The A-Class is quite long for a family car and the seating position is low, with awkward visibility out of the rear. With that in mind, check the extremities of the car carefully for any dents or dings. Also check the alloy wheels for any kerb damage. Make sure the rear seats fold as they should and that the tailgate opens and shuts properly. It’s worth checking any electrical equipment on board as well to make sure it all works.
What are the most common problems with a used Mercedes A Class hatchback?
Insecure seat backrest
Vehicles built between 18 June 2013 and 25 July 2013 had a problem with the driver and passenger seats on cars fitted with AMG seats. In the event of a side impact, the backrests may come loose and therefore compromise safety.
On certain diesel models built between 1 February 2014 and 30 November 2014, there’s an O-ring that can let oil leak out, damaging the environment or, in a worst-case scenario, resulting in the engine running low on oil and causing internal damage.
Loss of drive
The driveshaft might detach from the wheel hub on examples manufactured up to 30 June 2013, causing a sudden loss in drive. The braking and steering will still be operational for you to steer the vehicle to safety if this does happen, though.
Front passenger airbag
Due to an issue with the installation of fuses on some A-Class models made between 8 September 2014 and 7 November 2014, the front passenger airbag might not deploy in an accident. This also affects the instrument cluster and windscreen wiper operation.

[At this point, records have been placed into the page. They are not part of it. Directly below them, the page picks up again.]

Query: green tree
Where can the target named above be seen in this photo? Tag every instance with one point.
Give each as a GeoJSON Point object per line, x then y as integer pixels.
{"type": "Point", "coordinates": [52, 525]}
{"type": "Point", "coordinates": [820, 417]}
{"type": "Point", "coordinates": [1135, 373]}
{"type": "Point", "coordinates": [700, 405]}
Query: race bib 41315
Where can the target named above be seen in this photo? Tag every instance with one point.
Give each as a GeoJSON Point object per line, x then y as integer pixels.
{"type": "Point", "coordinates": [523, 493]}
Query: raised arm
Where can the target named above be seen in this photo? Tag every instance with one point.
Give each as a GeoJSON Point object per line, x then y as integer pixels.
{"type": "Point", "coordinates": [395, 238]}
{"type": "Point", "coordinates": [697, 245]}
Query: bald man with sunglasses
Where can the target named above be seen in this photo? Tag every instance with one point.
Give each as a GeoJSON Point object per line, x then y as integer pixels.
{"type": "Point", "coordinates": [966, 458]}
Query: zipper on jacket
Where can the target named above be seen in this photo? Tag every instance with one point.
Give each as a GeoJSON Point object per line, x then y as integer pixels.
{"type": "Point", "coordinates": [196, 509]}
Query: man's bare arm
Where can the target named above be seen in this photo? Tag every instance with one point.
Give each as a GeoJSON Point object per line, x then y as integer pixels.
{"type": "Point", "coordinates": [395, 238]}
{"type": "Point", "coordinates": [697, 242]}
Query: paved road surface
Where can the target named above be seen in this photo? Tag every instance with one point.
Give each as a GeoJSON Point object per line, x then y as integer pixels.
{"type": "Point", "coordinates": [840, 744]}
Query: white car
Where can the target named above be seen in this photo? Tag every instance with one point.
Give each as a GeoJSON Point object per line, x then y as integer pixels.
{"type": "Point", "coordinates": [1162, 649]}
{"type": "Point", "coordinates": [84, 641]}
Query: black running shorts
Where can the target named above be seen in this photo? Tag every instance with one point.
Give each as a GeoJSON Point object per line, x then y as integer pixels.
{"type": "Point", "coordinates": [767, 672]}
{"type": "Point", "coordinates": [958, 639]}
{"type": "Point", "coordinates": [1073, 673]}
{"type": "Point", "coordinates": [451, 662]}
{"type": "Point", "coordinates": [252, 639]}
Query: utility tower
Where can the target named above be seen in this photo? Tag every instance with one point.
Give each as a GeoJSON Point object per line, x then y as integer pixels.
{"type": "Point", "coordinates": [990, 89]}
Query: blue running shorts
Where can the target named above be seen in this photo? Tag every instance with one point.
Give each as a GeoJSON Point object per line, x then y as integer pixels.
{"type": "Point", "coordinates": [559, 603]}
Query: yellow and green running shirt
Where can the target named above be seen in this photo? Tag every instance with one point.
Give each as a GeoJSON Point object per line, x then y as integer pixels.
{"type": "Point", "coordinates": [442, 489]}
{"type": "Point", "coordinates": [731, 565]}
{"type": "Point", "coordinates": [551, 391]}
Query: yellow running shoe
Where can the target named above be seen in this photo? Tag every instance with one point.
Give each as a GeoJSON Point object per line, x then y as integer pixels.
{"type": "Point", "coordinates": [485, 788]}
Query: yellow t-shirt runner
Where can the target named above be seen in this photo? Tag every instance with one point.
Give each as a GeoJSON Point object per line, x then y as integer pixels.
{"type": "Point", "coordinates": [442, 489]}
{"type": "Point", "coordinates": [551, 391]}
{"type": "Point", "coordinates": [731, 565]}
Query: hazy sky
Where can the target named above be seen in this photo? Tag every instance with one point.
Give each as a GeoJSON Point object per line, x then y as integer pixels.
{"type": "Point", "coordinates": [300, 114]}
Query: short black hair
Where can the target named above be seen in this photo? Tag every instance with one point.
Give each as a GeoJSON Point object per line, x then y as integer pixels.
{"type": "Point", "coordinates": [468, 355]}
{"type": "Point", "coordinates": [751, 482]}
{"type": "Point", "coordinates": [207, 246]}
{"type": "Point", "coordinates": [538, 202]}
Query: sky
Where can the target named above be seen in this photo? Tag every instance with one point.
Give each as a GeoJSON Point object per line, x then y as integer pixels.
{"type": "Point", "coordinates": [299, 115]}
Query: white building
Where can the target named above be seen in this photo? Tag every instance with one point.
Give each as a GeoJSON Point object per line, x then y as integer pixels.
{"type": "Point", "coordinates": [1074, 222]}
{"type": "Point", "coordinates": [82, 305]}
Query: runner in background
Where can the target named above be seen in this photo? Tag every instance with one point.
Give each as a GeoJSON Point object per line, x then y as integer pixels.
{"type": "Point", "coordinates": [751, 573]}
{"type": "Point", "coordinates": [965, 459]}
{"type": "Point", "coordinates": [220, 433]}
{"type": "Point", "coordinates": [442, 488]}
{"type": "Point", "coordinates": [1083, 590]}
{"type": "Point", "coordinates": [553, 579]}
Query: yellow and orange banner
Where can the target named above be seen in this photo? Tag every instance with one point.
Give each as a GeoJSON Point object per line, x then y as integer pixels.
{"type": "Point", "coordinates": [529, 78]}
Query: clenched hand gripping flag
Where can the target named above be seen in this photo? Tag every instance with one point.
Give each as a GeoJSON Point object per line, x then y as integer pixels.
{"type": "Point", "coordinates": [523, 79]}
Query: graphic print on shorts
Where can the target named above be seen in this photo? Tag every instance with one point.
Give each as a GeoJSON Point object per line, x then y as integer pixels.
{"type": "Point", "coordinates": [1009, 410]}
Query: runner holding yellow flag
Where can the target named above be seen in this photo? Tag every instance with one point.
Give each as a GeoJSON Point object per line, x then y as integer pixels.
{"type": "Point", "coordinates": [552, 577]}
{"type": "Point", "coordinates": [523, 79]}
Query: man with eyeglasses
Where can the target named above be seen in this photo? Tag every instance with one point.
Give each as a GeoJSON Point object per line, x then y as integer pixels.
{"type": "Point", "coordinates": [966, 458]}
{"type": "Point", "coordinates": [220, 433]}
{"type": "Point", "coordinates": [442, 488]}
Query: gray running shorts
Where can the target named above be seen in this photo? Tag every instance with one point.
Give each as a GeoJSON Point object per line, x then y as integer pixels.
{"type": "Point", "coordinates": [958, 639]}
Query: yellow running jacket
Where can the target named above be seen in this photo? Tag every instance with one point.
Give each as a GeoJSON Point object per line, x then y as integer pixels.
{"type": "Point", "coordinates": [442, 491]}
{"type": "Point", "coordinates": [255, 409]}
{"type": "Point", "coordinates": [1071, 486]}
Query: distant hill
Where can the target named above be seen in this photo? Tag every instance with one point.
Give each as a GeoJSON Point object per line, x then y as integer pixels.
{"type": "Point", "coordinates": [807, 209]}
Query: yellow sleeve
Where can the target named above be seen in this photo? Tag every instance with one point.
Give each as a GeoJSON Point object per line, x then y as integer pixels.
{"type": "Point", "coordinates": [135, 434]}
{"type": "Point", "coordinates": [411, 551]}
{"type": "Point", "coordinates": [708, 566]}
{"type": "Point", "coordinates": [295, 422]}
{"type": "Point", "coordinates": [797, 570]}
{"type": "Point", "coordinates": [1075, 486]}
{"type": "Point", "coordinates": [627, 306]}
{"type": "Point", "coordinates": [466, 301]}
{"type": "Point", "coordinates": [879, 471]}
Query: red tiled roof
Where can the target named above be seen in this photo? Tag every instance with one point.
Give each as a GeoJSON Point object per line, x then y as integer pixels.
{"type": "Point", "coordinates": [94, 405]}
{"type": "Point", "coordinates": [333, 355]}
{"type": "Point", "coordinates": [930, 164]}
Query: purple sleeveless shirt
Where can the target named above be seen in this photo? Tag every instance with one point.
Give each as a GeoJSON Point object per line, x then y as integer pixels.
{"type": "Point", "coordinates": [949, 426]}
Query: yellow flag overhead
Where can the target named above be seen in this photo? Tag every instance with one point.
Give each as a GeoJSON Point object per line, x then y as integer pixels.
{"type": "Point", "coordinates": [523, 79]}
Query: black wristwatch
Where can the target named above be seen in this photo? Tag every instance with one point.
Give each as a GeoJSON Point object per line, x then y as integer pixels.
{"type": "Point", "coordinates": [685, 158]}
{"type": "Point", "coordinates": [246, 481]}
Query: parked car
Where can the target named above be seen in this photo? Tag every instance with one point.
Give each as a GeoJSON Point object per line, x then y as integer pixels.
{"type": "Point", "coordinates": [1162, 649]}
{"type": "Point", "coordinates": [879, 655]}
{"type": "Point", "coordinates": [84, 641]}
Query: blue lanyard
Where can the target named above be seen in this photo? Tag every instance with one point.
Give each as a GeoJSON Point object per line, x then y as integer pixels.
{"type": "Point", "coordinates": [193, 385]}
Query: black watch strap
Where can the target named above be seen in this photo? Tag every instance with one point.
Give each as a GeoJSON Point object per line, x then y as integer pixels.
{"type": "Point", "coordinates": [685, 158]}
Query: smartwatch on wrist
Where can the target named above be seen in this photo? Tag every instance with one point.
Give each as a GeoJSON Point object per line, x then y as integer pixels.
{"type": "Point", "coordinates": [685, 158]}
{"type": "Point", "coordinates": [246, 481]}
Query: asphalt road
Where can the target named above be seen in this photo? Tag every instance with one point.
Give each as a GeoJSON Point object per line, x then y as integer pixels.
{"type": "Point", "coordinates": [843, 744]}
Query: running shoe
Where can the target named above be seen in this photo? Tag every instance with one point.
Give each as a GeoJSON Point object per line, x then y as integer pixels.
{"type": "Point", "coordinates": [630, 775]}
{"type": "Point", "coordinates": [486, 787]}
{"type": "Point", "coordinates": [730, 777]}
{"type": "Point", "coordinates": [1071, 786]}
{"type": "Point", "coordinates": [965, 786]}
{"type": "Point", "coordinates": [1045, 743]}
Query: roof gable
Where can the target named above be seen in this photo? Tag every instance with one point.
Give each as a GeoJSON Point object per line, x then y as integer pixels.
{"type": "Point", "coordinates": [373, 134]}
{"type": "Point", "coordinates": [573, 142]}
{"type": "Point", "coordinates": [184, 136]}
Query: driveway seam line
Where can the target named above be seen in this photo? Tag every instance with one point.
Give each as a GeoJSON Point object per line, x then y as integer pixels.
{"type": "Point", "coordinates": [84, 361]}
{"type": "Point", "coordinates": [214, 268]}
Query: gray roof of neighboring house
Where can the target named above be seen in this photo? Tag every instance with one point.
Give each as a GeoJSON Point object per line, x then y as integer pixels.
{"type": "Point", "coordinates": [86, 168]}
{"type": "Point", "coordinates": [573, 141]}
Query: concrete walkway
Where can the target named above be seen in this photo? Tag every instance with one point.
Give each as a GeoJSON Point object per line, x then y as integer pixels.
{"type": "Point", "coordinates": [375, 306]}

There’s a possibility that the camshaft in the engine could break on cars constructed between 16 July 2015 and 11 September 2015. This would result in an immediate loss of power and potentially lots of damage to the internal components of the engine.
Risk of fire
The high-pressure fuel lines on some vehicles built from 28 November 2015 and 19 November 2015 can break, because some weren't made to specification. Over time, this can get worse, with poorer fuel economy and the potential for an engine fire if the fuel finds an ignition source.
Dual-clutch gearbox failure
A poor weld of a component inside the gearbox of cars that were built between 1 October 2015 and 19 November 2015 and came equipped with a dual-clutch automatic gearbox can either crack or fail. This can lead to the car going into limp home mode or losing drive completely.
Front passenger airbag
Another front passenger airbag recall, this time for examples built between 31 July 2016 and 20 March 2017; there was an issue with the airbag igniter that could inflate the bag only partially or not at all.
Potential electrical fire
In the unlikely event that the engine seizes up on vehicles produced between 1 February 2014 and 28 February 2017 and the driver continues to try to start the car, the high current limiter going to the starter motor could overheat and potentially cause a fire.
Brake booster failure
There’s a risk that a vacuum line connection from the brake booster could snap, resulting in a loss of all boost assistance to the brakes. This means that the driver will have to apply additional pressure to the brake pedal in order to stop.
Is a used Mercedes A Class hatchback reliable?
Unfortunately, Mercedes-Benz as a brand didn’t do particularly well in the latest What Car? Reliability Survey, ranking 26th out of 31 manufacturers. The A-Class didn’t do very well in the family car category, either. In a class of 27, it was the petrol versions that did best, managing 19th place, while diesel models were a few places south of that, in 25th.